A few decades at least. Compared to less than 9 months for an aborted fetus.

To call termination of a pregnancy a crime is a lie.
It is a crime in the moral sense, in the same way that the killings at Dachau or Auschwitz were crimes despite the Nazi "legal code" (if it could be said to have one) deeming them legal. A fundamental principle of human law is that it's merely the codification of a higher law, be its source God or abstract morality. If you do not believe this to be true, then it follows that you would idly sit by and support any genocidal action by the US government so long as it were made legal first. If this is the case, then I feel sorry for you.

If you don’t want to own a slave, don’t buy one.

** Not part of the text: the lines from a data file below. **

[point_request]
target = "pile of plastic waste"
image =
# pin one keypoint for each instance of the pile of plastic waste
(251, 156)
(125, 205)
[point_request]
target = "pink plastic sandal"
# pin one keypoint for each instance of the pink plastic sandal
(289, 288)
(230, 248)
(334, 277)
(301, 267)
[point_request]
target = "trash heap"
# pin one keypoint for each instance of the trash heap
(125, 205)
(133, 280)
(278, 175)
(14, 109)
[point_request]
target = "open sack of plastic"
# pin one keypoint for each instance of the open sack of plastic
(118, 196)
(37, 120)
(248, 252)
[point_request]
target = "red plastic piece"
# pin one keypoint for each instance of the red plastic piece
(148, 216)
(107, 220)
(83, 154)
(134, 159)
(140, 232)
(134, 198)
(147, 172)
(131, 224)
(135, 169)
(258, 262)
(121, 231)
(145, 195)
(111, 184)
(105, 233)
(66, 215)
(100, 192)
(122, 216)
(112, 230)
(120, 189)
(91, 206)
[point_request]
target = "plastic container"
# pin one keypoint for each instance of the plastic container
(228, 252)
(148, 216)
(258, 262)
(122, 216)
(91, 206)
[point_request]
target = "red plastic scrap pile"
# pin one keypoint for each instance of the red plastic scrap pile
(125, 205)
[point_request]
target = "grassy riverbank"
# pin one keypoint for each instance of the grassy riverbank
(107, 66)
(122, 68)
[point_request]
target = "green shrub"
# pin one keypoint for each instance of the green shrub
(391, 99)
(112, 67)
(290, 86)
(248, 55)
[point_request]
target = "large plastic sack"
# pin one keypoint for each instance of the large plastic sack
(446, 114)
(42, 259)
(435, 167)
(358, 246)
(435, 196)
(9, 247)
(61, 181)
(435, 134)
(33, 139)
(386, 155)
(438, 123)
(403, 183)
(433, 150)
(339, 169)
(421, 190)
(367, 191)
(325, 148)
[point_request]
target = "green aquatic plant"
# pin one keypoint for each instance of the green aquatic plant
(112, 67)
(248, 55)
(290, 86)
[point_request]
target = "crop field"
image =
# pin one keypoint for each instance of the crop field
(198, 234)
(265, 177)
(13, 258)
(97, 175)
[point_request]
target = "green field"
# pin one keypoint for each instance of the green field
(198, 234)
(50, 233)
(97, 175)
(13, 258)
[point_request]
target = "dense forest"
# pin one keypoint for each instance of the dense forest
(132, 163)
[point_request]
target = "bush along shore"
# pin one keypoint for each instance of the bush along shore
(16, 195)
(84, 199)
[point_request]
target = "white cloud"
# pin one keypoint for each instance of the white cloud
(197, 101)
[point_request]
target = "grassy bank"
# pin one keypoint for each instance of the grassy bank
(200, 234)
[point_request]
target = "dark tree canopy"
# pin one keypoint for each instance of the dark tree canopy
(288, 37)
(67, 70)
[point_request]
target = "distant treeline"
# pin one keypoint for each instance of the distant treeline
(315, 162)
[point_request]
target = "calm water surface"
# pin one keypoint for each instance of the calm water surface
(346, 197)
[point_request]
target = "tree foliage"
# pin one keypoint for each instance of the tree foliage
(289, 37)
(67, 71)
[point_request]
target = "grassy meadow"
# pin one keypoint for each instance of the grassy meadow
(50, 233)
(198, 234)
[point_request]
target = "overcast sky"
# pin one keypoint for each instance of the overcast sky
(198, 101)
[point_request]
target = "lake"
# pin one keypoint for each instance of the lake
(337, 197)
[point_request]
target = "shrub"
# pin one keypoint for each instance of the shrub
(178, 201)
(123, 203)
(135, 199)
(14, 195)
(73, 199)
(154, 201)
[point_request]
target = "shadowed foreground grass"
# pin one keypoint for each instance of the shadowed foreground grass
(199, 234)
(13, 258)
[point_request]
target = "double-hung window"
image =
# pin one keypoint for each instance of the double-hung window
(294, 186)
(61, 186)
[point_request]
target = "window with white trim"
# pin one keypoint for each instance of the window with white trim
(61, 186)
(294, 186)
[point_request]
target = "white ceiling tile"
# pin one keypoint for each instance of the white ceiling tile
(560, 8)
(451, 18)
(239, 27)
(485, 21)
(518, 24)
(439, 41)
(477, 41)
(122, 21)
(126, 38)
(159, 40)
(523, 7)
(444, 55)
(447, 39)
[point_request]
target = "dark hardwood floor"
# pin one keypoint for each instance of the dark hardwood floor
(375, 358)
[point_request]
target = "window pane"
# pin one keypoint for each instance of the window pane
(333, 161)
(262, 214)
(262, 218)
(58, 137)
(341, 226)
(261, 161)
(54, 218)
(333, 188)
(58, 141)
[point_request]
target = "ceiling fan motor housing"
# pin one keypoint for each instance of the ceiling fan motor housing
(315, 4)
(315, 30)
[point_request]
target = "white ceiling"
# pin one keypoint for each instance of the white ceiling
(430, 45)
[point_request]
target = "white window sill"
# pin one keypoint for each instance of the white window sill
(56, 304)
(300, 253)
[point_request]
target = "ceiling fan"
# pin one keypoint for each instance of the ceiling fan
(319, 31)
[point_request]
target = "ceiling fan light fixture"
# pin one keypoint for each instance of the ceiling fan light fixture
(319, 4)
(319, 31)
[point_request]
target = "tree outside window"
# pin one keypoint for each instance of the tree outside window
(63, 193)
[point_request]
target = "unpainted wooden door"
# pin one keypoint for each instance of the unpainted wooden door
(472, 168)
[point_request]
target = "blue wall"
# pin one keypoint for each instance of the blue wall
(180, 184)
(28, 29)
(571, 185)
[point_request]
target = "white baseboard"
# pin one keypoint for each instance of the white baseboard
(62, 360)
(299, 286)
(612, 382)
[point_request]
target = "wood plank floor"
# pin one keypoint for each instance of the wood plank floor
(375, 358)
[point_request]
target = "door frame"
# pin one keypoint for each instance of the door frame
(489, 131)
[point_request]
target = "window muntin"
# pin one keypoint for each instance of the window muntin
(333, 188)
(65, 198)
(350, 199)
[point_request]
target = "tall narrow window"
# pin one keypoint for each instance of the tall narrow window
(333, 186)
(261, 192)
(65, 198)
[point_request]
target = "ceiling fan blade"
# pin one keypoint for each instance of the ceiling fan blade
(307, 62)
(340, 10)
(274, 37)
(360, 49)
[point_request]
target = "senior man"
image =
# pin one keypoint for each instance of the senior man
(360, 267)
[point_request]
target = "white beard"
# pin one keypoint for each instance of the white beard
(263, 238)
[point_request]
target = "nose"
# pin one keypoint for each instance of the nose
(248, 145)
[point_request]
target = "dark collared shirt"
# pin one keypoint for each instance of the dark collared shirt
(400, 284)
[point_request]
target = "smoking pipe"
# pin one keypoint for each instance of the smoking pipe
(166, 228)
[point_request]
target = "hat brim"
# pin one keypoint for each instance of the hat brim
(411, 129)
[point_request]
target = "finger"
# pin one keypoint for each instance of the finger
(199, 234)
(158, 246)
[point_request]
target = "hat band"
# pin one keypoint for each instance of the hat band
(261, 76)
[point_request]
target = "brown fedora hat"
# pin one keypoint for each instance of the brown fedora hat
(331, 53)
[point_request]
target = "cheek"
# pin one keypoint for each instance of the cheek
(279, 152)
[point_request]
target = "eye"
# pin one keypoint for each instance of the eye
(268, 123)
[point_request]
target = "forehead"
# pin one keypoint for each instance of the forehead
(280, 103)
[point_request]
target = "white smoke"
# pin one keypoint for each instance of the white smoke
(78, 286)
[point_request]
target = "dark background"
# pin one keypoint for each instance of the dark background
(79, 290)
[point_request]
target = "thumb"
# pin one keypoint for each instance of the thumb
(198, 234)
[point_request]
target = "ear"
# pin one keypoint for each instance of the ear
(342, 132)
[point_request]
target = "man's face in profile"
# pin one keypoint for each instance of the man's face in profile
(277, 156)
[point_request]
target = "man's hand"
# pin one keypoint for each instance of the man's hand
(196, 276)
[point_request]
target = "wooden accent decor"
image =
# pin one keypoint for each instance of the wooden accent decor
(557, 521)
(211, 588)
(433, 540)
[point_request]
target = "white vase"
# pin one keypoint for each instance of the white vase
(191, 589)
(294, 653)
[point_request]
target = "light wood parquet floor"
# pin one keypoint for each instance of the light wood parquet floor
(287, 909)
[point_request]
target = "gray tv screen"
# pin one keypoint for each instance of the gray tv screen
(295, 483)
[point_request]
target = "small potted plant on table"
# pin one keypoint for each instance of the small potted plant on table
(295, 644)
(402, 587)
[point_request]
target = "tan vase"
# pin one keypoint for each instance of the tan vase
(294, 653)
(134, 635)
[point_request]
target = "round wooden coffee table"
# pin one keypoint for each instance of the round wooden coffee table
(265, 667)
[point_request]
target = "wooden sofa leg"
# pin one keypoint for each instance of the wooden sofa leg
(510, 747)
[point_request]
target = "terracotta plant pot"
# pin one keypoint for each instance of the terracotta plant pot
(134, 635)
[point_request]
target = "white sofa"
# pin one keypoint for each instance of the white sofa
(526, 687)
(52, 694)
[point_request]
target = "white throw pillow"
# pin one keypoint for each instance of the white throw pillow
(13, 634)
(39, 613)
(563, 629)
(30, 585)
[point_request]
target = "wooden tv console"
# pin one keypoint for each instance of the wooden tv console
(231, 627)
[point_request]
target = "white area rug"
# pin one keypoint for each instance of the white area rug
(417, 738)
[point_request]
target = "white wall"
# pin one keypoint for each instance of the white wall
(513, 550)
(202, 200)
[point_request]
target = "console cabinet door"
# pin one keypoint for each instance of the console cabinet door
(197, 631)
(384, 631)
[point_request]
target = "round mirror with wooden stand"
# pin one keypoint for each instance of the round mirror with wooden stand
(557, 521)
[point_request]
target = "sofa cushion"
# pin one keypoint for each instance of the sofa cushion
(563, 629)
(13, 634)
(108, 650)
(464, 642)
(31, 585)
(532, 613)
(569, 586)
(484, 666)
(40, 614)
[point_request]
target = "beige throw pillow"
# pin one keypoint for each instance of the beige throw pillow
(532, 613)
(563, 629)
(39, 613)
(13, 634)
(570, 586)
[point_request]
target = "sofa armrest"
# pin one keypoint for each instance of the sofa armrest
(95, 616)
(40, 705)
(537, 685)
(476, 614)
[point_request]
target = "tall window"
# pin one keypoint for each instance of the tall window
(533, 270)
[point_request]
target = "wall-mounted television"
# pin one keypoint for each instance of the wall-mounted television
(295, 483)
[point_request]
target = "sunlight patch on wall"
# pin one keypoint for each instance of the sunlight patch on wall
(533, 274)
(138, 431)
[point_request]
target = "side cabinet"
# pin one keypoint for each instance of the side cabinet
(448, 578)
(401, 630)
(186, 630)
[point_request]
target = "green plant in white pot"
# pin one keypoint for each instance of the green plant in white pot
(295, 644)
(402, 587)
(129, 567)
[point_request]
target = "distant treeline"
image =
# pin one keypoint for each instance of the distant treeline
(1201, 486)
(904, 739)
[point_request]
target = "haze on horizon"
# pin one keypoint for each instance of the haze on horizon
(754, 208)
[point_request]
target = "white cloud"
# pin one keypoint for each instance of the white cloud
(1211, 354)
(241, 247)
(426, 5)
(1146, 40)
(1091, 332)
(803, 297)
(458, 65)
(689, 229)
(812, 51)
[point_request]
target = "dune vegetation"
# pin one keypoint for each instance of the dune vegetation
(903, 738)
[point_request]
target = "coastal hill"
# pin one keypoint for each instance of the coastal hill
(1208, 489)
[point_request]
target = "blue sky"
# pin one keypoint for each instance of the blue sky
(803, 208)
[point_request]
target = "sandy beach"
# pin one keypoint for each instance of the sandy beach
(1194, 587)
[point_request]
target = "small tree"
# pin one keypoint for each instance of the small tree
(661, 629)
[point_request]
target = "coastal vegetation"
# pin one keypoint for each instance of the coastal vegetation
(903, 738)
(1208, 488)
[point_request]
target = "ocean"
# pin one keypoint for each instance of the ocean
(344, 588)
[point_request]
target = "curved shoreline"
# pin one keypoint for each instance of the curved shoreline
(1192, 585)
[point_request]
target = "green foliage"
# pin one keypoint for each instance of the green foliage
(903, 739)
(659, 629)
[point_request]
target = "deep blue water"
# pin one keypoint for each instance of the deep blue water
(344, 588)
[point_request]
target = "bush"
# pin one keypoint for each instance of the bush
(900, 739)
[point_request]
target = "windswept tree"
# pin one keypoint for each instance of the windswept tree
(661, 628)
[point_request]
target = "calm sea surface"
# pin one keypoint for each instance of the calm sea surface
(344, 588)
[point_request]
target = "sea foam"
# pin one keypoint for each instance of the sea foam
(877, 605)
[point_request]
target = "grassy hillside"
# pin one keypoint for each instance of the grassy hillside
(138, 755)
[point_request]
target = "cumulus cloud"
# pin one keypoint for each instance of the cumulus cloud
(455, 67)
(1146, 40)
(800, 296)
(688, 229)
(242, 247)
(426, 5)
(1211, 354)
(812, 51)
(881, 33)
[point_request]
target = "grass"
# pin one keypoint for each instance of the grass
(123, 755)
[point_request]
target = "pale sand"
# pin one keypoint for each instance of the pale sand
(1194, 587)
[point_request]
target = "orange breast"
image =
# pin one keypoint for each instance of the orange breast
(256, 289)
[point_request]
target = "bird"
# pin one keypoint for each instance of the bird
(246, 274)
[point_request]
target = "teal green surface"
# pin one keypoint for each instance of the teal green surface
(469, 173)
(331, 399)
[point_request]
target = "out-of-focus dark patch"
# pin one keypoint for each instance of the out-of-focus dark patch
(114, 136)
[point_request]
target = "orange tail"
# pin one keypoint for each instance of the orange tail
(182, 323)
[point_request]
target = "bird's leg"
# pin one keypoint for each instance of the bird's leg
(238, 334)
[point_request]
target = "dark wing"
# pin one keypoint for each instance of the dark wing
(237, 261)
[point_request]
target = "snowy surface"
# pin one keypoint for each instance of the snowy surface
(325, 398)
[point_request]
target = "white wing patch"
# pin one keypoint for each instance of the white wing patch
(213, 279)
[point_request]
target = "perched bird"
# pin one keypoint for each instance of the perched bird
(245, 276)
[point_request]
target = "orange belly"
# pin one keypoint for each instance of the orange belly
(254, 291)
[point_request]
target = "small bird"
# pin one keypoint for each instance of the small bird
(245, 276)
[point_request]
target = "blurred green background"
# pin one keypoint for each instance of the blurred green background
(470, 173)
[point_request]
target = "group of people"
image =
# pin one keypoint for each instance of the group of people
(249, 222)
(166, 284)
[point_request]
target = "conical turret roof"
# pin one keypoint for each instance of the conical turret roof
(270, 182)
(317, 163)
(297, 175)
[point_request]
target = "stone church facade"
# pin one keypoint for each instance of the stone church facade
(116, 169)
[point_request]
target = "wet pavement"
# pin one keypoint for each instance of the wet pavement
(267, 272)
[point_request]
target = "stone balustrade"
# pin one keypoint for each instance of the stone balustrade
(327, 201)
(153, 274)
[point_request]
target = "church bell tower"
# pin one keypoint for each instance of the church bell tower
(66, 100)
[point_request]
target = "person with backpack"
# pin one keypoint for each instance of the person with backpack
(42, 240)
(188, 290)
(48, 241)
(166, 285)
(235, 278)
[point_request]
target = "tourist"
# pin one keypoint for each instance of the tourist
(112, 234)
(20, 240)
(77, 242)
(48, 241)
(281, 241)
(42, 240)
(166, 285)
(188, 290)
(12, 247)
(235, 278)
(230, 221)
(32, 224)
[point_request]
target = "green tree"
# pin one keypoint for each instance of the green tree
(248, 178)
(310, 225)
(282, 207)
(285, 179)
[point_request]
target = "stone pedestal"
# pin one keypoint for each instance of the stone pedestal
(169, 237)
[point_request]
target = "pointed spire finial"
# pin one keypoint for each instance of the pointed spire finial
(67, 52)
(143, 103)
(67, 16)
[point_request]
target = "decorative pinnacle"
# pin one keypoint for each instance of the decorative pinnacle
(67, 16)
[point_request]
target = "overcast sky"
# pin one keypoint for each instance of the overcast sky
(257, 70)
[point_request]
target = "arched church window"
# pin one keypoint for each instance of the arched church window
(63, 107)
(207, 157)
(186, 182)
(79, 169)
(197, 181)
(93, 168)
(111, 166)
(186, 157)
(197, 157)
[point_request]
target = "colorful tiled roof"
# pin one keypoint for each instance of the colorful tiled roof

But MIND YOURE OWN DAMN BUSINESS!
Fixed.

I’ll remind you that a senior Trump aid, Jason Miller, knocked up his mistress and he and Trump tried to get her to have an abortion. When she wouldn’t do it they fired her. Nice hypocrisy 

Non sequitur. Every movement has a few hypocritical individuals, including the progressive causes you believe in. And it has a non-hypocritical majority. Save I guess for climate change, since 100% of climate activists are polluters.

At the end of the 8th week after fertilization (10 weeks of pregnancy), the embryo is considered a fetus.
Okay, so pregnancy has stages of development. I and every other American adult knew this already, and it doesn't change anything I've said, because fetal right to life isn't contingent on stage of development. You yourself are unconscious every time you fall asleep, much like a fetus, but that doesn't justify someone breaking into your house and blowing your brains out so long as they succeed in doing it without waking you up first.

Abortions after 22 weeks are extremely rare and involve the life and health of the mother.

So a woman at week 21 might have second thoughts about becoming a mother, but it never happens after week 22? Yeah no, that's a load of crock and you know it. If abortions after week 22 are "extremely rare", then it's only because of laws restricting it.